A week long prayer vigil by Justin Duckworth, the Anglican Bishop of Wellington, aims to focus discussion and action on building a society that gives each prisoner the best chance to avoid a return to crime.
Bishop Justin Duckworth will live for a week, from this Sunday, October 13, on the front steps of Wellington Cathedral of St Paul in a small cabin, like a monastic cell.
During that time he will be alone as he prays for over 8000 prisoners and their associated victims across New Zealand.
The action is part of a week-long focus on penal reform by the Anglican Church in Wellington with the theme, We can do better.
Church communities have been invited to pray and discuss possibilities as to how patterns of offending can be stopped with alternatives other than prison and prisoners eligible for release being given every chance by society to turn their lives around.
The vigil is not a protest against current policies and the Department of Corrections. There are recent moves to help prisoners including individual educational assessments and additional programmes for rehabilitation and reintegration.
Bishop Justin says systems always need to be examined and there are alternatives to prison that are often more effective at reducing crime.

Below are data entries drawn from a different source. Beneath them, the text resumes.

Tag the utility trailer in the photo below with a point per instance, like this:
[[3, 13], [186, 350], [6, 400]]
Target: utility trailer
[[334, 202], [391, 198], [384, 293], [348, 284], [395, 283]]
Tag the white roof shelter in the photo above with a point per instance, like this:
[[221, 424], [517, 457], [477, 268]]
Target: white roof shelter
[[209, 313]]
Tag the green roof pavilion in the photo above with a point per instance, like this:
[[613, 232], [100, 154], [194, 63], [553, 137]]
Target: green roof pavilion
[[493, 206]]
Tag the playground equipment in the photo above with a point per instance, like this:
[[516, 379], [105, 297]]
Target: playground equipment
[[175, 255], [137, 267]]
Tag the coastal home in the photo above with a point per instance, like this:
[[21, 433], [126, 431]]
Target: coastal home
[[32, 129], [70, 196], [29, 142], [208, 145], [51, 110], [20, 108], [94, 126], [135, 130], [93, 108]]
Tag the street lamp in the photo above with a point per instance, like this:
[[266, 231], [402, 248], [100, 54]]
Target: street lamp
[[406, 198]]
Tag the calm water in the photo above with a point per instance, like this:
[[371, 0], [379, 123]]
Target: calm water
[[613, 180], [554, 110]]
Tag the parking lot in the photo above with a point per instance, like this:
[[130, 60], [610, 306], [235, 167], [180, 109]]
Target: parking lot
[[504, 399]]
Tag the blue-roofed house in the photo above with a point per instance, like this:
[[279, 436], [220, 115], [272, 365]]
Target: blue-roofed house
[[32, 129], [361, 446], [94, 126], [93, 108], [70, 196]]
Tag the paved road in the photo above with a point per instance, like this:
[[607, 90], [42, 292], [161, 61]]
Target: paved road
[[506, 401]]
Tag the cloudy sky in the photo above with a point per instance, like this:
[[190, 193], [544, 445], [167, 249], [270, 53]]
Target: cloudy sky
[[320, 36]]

“Society and the church need to keep asking themselves if they want a system that simply punishes or one that changes behaviour and means less reoffending and fewer victims. Some responsibility for prisoner rehabilitation and reintegration sits with Corrections but some also sits with society, the church and each one of us as it needs to happen in our own backyard,” says Bishop Justin.
“The theme still emerges from some quarters of ‘whoever locks up the most wins’ on occasions and that is when society actually loses as punishment does not always change behaviour. A ‘locking up’ approach does not address factors that drive crime and the need to reintegrate prisoners back into society,” says Bishop Justin.
Six focus points
The week has six focus points:
- the causes of crime are often other issues in society such as poverty, violence, and drug and alcohol dependency - these cannot be solved through the criminal justice system alone
- the potential for restorative justice
- alternatives to prison – New Zealand has a high rate of incarceration and punishment alone does not change behaviour
- the impact of imprisonment – prisons can be a school of crime and create dependency rather than addressing what causes crime
- the children of prisoners – at any one time, more than 20,000 children in New Zealand have a parent in prison and are those children are 7 times more likely to become prisoners themselves
- prisoner reintegration – when released prisoners face significant reintegration issues. Corrections is doing good work on removing some barriers but research shows two thirds of those released each year still reoffend.
Bishop Justin will preach at the 10am service in the Cathedral on Sunday morning October 13 and then enter the ‘cell.’ He will leave the ‘cell’ the following Sunday morning to lead the 10am service. He will lead a communion service each day at 12:15pm with an address on the daily focus points.
“I am turning to prayer in a vigil and invite others to join me in their own way, that may be through prayer, discussion or debate. This action is not to criticise and is not a protest, Rather, it is to express hope for a safer society with everyone taking ownership of the issue of penal reform,” says Bishop Justin.